In mid August, Israel closed the Mediterranean to Gaza’s fisherman and slammed shut the main border crossing for fuel, food, and goods. Gaza’s sole power plant was forced to close down on August 18, and electricity dropped below 4 hours a day. A health sector already on the verge of collapse could scarcely function without electricity or fuel for generators.
A Qatar-brokered deal between Israel and Hamas implemented on September 1 lifted the ban on fishing and permitted fuel and goods to enter. Electricity soon reached its pre August level of an erratic 8 hours a day in most parts of the Strip, and generators could again function.
But the health sector, with its dire shortage of facilities, medicines, and medical and protective equipment, remains woefully unprepared for the pandemic. There are fewer than 100 ventilators for a population of 2 million, many of which are already being used by patients with other respiratory maladies.
A water calamity
On September 3 the Al-Mezan Centre for Human Rights issued an alarming report, “Water Shortage in the Gaza Strip Amid Covid-19 Outbreak.”
Imagine facing the pandemic while being locked down in a tightly-packed refugee camp under these conditions:
“The low quality of tap water, rendered unfit for human consumption, forces Gaza residents to purchase desalinated drinking water from private vendors who desalinate the water and truck it to households, but with the Israeli ban on fuel destabilizing power supply to households, and the mandatory lockdown, residents are struggling to obtain drinking water and pump it to their house roof tanks. Families who contract the coronavirus are strictly ordered to self-isolate at home, with police officers preventing them from leaving, which exacerbates their struggle to obtain drinking water.”
It is not just clean drinking water that is beyond the reach of many people.
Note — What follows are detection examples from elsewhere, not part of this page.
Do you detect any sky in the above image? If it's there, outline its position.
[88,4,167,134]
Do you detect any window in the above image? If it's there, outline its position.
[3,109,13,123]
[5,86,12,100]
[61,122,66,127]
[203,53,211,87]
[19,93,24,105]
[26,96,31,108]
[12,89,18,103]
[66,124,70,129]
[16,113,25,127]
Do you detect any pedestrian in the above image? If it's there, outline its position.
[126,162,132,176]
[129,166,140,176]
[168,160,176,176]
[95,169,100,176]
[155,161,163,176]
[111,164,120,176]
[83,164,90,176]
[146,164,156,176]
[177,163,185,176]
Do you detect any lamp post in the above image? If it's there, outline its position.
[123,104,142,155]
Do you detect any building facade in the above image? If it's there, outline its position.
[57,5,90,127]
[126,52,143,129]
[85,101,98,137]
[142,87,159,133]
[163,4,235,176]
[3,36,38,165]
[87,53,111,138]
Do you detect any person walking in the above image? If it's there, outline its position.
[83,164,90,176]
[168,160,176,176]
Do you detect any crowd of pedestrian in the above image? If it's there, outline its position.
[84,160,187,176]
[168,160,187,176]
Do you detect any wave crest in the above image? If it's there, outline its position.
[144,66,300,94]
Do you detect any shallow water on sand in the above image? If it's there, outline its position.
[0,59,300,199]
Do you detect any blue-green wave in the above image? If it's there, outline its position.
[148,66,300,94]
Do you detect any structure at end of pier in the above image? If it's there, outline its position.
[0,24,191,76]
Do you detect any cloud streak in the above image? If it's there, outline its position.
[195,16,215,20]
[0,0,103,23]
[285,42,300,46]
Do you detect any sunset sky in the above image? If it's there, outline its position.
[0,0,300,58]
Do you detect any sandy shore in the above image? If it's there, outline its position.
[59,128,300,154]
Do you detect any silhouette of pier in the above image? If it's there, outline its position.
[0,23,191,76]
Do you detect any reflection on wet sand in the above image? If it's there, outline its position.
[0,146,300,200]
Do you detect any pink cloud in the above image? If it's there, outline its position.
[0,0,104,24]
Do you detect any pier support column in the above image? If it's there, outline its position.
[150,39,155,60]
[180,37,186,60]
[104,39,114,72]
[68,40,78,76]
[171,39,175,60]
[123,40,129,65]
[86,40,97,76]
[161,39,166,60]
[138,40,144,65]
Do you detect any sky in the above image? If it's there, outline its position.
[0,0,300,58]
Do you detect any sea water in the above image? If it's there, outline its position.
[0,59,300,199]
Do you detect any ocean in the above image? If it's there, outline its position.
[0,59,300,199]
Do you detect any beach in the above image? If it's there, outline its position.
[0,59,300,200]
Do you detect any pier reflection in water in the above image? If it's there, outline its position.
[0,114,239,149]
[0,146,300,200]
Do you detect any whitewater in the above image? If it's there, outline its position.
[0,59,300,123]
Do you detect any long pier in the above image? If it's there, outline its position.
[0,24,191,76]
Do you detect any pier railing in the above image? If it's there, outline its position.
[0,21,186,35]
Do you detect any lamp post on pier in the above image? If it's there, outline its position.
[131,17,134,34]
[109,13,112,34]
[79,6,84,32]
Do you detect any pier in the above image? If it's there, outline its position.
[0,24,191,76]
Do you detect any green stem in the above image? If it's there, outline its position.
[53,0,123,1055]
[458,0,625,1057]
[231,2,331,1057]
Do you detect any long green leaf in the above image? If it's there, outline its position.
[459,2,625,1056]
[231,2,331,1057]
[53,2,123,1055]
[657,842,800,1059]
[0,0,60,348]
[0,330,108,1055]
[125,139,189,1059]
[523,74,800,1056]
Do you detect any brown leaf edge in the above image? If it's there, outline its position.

They are also struggling to obtain non potable water, as Ismail al-Tatari from northern Gaza describes in the report:
“I live with a family of ten, five of whom are children, in a three-storey house. It’s almost impossible to fill the roof tanks with water as the 3-hour municipal water supply coincides with power cuts most of the time, which means we can’t operate the water pump. Lack of water has immediately subsided the family’s ability to shower and keep the house clean. We are particularly worried because we are aware that a proper hygiene, especially for our children, is a priority to fight the spread of the pandemic, but without water, it is a huge challenge to shower, keep the toilets clean, and do laundry. We have been buying and storing drinking water to use for cleaning, instead of tap water. This is tremendously expensive, and I can’t afford it if the situation lasts longer.”
Collective punishment kills
For 14 years, the residents of Gaza – half of them children and the majority refugees - have been cut off from the world by an Israeli blockade that has destroyed their economy and livelihoods, ruined their infrastructure, deprived their young people of a future, and now prevents seriously ill patients from seeking treatment elsewhere. Israel bombs Gaza with US weapons and cages its population with the assistance of our tax dollars. We must pay attention to the ‘distress signals’ sent by those incendiary balloons, since what happens there is very much our business.